U.S President Donald Trump has pardoned Jack Johnson, the first black heavyweight champion, who was wrongly convicted in 1913 of transporting a white woman across State lines.
Decades after Johnson was convicted under the Mann Act, his case drew significant attention, as a gross miscarriage of justice and a symbol of the depths of racism in the American justice system back then.
Johnson was convicted in 1913 of violating the Mann Act on charges that he transported a white woman across state lines “for immoral purposes.” Johnson was sentenced to a year in prison, but he fled the country for several years, returning in 1920 to serve his sentence.
Johnson, ruled the heavyweight division from 1908 to 1915. A proud rather than humble man, he drew vitriolic hatred from certain prejudiced spheres throughout his life, and many black citizens were lynched, after he defeated “Great White Hopes” Tommy Burns and James J. Jeffries.
It wasn’t until 1915 when an out of shape and ageing, Johnson, known as “The Galveston Giant,” finally lost to the latest “White Hope” Jess Willard, who stopped him in the 26th-round during a marathon sweltering fight in Havana, Cuba. Johnson insisted to his dying day that he’d taken a dive.
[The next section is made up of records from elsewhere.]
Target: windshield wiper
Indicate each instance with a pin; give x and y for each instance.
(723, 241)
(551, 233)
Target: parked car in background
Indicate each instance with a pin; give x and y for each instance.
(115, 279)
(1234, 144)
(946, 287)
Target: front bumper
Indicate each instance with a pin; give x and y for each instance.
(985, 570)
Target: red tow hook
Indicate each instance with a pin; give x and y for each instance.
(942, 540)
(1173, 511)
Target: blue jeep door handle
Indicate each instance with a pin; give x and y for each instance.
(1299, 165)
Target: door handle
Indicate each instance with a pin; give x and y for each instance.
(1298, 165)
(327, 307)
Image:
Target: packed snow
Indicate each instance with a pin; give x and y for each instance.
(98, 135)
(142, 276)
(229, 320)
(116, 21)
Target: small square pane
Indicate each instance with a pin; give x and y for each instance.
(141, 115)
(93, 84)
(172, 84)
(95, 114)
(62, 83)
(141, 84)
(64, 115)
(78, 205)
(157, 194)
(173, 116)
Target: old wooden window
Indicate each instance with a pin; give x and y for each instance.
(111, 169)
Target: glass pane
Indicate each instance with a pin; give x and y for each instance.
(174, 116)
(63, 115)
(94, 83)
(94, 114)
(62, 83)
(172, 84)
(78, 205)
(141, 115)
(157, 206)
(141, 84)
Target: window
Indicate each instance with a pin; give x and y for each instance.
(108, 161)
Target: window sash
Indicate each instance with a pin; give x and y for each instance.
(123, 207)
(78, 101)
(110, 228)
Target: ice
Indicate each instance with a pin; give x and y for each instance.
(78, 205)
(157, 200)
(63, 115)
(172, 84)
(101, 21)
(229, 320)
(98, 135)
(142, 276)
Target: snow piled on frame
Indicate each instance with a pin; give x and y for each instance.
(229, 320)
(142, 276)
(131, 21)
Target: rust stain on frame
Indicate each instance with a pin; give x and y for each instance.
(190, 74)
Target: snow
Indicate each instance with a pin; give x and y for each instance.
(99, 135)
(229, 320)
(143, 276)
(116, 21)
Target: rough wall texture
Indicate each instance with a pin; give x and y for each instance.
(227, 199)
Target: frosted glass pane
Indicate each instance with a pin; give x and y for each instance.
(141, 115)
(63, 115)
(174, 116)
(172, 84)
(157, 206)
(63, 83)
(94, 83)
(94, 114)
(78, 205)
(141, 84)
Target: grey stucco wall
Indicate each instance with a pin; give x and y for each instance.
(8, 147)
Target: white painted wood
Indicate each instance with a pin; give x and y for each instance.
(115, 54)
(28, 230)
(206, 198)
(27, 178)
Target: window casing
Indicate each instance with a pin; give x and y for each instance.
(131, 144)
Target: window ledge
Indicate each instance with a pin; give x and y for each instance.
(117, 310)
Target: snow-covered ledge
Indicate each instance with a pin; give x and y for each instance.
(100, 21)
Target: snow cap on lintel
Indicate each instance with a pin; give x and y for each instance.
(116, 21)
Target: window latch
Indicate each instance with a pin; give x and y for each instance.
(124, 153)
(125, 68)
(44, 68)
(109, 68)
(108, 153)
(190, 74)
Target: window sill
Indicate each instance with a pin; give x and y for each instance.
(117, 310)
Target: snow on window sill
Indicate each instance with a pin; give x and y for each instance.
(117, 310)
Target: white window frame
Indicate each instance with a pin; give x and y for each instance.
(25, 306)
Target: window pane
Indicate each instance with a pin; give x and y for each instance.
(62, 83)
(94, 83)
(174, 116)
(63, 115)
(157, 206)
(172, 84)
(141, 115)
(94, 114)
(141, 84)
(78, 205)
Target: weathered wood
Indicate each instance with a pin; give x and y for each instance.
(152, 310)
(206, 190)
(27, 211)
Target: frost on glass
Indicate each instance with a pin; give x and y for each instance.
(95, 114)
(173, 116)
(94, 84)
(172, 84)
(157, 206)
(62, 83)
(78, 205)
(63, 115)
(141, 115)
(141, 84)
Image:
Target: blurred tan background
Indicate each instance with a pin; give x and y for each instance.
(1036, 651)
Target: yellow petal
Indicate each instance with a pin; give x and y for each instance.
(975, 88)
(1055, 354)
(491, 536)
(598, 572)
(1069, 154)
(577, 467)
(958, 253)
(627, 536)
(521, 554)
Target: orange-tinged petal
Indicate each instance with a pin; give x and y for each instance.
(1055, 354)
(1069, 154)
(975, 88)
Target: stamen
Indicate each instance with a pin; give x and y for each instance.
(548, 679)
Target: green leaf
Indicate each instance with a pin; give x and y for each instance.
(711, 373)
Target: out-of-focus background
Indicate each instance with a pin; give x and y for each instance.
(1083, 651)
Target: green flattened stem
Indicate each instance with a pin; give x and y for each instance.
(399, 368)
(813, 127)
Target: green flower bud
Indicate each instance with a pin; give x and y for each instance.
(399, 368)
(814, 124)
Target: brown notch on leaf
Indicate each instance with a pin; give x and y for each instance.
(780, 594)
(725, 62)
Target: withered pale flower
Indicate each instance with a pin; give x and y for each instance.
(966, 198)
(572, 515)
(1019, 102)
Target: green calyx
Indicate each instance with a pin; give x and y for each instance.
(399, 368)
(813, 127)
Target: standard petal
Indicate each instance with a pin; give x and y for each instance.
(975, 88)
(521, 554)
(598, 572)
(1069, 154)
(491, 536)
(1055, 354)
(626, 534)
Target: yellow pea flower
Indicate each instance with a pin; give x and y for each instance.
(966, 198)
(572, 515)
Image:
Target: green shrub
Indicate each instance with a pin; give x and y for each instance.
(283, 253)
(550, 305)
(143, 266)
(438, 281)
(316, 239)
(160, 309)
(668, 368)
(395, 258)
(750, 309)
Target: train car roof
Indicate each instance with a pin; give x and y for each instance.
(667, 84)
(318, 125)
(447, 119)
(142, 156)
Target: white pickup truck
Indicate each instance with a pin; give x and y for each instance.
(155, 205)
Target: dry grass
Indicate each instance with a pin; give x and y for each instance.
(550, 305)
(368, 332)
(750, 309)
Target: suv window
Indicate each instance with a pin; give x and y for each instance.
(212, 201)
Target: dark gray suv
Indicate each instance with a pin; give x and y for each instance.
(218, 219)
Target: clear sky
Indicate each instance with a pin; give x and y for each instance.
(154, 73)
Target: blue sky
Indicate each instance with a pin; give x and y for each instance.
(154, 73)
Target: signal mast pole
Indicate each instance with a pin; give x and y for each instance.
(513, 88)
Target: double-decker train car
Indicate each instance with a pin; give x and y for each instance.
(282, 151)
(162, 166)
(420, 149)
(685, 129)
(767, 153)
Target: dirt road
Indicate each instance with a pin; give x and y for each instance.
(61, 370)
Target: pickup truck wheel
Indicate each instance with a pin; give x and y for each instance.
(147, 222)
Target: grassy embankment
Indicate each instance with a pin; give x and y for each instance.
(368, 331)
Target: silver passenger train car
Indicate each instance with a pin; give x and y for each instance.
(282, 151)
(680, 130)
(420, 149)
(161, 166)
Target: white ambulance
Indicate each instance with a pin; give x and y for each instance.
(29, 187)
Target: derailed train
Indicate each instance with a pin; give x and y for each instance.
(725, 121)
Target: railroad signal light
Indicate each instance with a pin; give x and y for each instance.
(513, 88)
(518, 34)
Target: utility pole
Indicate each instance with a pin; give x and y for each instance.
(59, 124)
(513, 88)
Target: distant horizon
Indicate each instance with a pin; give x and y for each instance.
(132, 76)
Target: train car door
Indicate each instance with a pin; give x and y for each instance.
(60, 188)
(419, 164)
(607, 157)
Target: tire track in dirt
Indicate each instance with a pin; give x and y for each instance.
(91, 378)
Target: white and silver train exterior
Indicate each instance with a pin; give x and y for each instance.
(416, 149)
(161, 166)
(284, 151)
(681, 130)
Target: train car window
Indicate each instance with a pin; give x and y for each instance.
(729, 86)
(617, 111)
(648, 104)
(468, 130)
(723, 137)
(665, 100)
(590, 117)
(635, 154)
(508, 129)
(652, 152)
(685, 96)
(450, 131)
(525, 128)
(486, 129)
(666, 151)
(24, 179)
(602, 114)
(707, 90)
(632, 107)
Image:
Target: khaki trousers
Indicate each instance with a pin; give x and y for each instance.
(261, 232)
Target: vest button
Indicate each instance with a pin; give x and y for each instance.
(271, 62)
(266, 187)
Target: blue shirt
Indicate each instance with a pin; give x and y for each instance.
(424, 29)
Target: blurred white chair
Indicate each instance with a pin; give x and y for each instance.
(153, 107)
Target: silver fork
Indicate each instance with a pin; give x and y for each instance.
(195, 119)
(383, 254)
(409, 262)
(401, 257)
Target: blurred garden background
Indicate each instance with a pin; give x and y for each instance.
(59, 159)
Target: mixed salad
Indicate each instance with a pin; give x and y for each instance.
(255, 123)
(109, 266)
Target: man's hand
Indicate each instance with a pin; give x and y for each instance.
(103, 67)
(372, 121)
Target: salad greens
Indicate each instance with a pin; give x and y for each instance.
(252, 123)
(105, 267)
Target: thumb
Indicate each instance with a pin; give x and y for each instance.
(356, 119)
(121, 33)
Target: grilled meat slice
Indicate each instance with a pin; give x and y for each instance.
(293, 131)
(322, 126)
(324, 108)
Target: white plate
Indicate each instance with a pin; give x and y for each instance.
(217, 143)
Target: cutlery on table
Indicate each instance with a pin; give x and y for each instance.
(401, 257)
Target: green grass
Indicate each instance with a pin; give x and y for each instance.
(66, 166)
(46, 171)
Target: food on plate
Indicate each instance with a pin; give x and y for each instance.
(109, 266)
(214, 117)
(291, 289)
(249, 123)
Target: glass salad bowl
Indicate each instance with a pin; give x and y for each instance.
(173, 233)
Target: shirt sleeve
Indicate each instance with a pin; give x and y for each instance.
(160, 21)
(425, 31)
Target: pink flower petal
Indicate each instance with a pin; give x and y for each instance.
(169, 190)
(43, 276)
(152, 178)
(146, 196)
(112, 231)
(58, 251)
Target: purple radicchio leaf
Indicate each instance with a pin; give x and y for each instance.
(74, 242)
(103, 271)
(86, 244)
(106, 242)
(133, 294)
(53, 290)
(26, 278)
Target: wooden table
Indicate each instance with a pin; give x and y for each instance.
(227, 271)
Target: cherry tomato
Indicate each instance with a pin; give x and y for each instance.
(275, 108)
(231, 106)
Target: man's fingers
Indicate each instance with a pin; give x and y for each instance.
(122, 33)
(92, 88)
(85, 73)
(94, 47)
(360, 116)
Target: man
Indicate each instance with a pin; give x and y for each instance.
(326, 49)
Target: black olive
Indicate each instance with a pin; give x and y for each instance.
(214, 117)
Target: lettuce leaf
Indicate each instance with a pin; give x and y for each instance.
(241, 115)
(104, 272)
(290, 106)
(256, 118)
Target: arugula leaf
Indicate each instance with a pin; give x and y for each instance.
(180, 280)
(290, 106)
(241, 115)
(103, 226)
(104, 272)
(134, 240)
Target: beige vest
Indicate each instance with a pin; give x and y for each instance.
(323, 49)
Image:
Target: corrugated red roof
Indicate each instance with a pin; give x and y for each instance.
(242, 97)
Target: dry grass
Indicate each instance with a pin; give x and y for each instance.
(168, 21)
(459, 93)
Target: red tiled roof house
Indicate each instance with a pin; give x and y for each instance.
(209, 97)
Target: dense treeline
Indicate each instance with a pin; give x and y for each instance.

Heavyweight kings Lennox Lewis and Deontay Wilder, Sylvester Stallone, WBC President Mauricio Sulaiman, Scholas Ocurrentes Mexico President Hector Sulaiman, among others, were received at the White House by President Donald Trump, for this historic occasion on which justice was finally done, and seen to be done.
President Donald Trump is known for his fondness for Boxing. Some years ago, he promoted a number of fights in association with Don King. One of those cards starred by Mike Tyson against Michael Spinks.